I want to count the numbers of visitors that visit a specific place (say id=3227) from 0:00 to 23:59, over some interval (ie. 30mins)
I was trying to do this by :
SELECT COUNT(*) FROM visits
GROUP BY HOUR(time), SIGN( MINUTE(time) - 30 )// if they are in the same interval this will yield the same result
WHERE locationId=3227
The problem is that if there is no record that falls in some interval, this will NOT return that interval with count 0. For example, there are no visitors visiting the location from 02:00 to 03:00, this will not give me the intervals of 02:00-02:29 and 02:30-2:59.
I want a result with an exact size of 48 (one for every half hour), how can I do this?

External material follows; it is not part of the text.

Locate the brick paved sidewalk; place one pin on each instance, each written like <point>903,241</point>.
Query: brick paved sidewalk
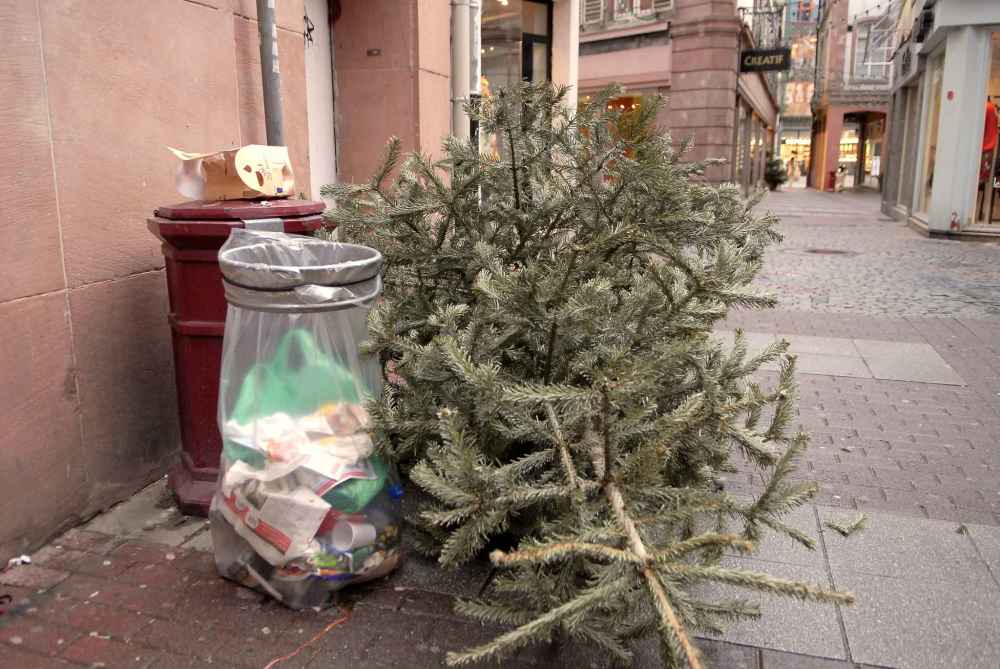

You have to create a table with the 48 rows that you want and use left outer join:
select n.hr, n.hr, coalesce(v.cnt, 0) as cnt
from (select 0 as hr, -1 as sign union all
select 0, 1 union all
select 1, -1 union all
select 1, 1 union all
. . .
select 23, -1 union all
select 23, 1 union all
) left outer join
(SELECT HOUR(time) as hr, SIGN( MINUTE(time) - 30 ) as sign, COUNT(*) as cnt
FROM visits
WHERE locationId=3227
GROUP BY HOUR(time), SIGN( MINUTE(time) - 30 )
) v
on n.hr = v.hr and n.sign = v.sign
order by n.hr, n.hr